Ground was broken in June of 2000 for a building addition project. It included renovations to the circulation area, the addition of a new non-fiction wing to the west and workroom to the north including an office for the Librarian, a Trustees office and spaces for a variety of functions involved with materials-processing and repair. The Library now encompasses more than 7,000 square feet of floor space. The project was completed in the spring of 2001.
In 2008, ground was broken once again. This time to add over 1,400 square feet of floor space on the west side of the building past the non-fiction shelving. This area now houses the Louise Johnson Fiction Area, the Book Club Collection, the Spanish Collection, and Wimberley Independent School District textbooks.

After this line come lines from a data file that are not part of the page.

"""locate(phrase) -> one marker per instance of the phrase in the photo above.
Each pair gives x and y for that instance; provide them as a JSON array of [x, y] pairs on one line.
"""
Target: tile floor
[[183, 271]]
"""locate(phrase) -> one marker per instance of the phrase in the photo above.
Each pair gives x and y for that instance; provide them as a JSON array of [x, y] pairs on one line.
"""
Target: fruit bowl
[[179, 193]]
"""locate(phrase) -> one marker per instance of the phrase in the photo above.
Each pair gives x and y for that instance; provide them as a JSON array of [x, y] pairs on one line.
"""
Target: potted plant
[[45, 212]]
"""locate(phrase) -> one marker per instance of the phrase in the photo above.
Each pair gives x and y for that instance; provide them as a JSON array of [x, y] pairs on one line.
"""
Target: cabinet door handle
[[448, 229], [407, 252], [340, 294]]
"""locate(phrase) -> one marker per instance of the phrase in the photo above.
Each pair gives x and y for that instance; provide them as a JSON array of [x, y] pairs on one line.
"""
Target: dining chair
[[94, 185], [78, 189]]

There are also two patron access computers and several tables for studying and lap top use. This expansion allowed the library to renovate the room that held the Fiction Collection. It is now called the Friends of the Wimberley Village Library Multi-Purpose Room. This room is used for non-profit groups and individuals to meet as well as a space for the library to hold programs.
The library has shown continued, strong growth in its usage and services. In 2002, there were visits by 27,000 patrons, who checked out 67,000 items. In 2003, several new types of materials were introduced, and a wider spectrum of services initiated. In 2004, nearly 50,000 patrons visited the library and checked-out over 100,000 items, including books, videos, books on tape and CD, periodicals, and others. The computers are always busy. Patrons can avail themselves of not only the materials on the shelves, but can order hard-to-get or out-of-print books, etc., to be brought in through the inter-library loan system since our library is an active partner in the Texas library system. In 2010, the library had over 39,000 available items on the shelves. The library also circulated 131,707 items and had almost 63,000 visitors. Throughout the year the staff and volunteers present educational and informational programs for both children and adults, including story time for pre-schoolers, story time for toddlers, and programs for adults. The library is also used by several local organizations as a meeting-site.
To mention one benefactor is to assure that others equally vital are omitted unintentionally. Each Village Library board member, every committee member, every library volunteer, every librarian, every Wimberley resident have formed the library today. A number of plaques honoring donors are displayed in the public hallway leading to the staff workroom. A much more detailed account of the early years of the Wimberley Village Library, and other Wimberley places, is available in a delightful history by Linda Allen entitled Wimberley: a Way of Life. Ask for it at the main desk of the Wimberley Village Library.